To improve the investment architecture for Africa’s youth in 2015 and beyond, donors should work to delineate ‘youth’ (or ‘children and youth’) as a sector on its own and then invest in gathering youth-specific funding data both at individual donor level and as part of a donor community. Further steps should be taken to invest in age-disaggregated data gathering in African countries through support to national statistics bureaus and other national data collection organisations as well as ensuring the collection of disaggregated data and analysis in programme design, monitoring and evaluation. Developing a system to enable specific monitoring of commitments and expenditure on youth will ensure that policy commitments are matched by programming commitments and funding.

For more efficiency and coordination, donors should also create specific youth units with advisors that have responsibility for driving policy and programming on youth. The youth units and their advisors could provide more explicit guidance to different country and sectoral programmes on why, when and how to focus on youth with examples of best practice for analysis, programming, monitoring and evaluation. In the absence of this, youth issues risk being de-prioritised.

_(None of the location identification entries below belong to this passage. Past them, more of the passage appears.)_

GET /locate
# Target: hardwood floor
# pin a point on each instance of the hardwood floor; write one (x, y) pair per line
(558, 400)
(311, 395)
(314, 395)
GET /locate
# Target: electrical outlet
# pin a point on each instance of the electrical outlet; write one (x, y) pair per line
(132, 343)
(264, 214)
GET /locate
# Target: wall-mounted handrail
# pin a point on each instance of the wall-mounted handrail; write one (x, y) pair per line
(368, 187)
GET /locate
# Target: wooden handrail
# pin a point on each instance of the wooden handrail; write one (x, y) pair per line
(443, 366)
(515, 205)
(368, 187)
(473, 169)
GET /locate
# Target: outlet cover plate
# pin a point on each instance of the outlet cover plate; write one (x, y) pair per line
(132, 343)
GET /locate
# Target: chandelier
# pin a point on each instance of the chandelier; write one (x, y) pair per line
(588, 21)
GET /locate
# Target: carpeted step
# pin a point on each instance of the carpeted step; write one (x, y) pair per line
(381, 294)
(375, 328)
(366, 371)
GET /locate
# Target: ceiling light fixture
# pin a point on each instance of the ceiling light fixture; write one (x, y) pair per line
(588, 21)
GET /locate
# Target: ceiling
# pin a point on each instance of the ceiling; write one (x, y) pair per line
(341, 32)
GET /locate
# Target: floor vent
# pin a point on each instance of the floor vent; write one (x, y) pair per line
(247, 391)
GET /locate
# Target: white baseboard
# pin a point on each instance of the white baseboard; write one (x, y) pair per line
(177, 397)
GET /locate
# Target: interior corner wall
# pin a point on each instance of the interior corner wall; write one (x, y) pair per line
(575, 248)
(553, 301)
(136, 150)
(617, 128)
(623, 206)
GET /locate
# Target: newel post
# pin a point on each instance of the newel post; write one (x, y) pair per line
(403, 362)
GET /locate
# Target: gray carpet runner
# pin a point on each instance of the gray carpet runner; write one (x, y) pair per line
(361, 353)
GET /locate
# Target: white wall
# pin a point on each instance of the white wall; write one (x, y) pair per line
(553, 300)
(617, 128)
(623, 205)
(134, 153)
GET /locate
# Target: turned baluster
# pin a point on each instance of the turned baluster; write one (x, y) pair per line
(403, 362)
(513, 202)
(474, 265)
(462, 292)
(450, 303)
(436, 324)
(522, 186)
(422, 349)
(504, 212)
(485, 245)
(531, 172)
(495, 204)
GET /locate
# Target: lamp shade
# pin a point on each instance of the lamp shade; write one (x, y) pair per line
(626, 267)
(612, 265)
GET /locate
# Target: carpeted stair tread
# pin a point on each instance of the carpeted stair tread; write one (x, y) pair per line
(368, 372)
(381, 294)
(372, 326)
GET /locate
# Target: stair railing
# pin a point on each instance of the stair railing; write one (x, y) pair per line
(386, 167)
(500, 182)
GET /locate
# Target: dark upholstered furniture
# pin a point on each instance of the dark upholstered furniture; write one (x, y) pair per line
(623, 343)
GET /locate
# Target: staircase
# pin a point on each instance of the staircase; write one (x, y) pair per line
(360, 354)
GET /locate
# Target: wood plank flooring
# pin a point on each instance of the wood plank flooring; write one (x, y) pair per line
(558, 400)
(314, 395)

Donors should also give more overall priority to youth development in Africa. For Africa’s youth to receive the much needed programming and funding they deserve, there needs to be a more systematic approach to analysing their situation, and when appropriate, including more explicit objectives related to youth development in key donor policies, strategies and programmes.

Undoubtedly, more funding is needed to demonstrate donors’ recognition of the importance of investing in youth for Africa’s development. Both large and small programmes are encouraged. But in particular, smaller, catalytic projects on youth development in African countries can be critical to supporting the piloting of new approaches particularly at community level. Large-scale programmes can be executed through multi-donor pool-funding mechanisms, while small projects can be funded through mechanisms like challenge funds and small grants initiatives managed by third parties.

In order to provide a fuller picture to form the basis for investments in Africa’s youth, further research is required to provide context-specific analysis of the situation of youth in each African country. Such research should explore the specific risks and challenges faced by different groups of youth and the opportunities that exist for engaging with them to meet their needs and enhance their role in peace building and development.

Finally, regular systematic review of experience and good-practice in implementing youth programmes is required with a view to understanding how best to address youth issues across programming in general and in Africa in particular. This can draw on various comparative scenarios including mainstreaming youth development in other sectors such as education in order to draw best practices, targeting specific youth groups such as those with disability for particular interventions, supporting youth ministries and youth-led organisations and individual youth as part of efforts to strengthen the youth sector, or a hybrid approach that combines mainstreaming youth in some sectors and targeting youth development as a sector in its own right.

* Emmanuel Edudzie is Executive Director of Youth Empowerment Synergy based in Ghana. For 12 years he has been at the forefront of youth development policy, practice and research at all levels.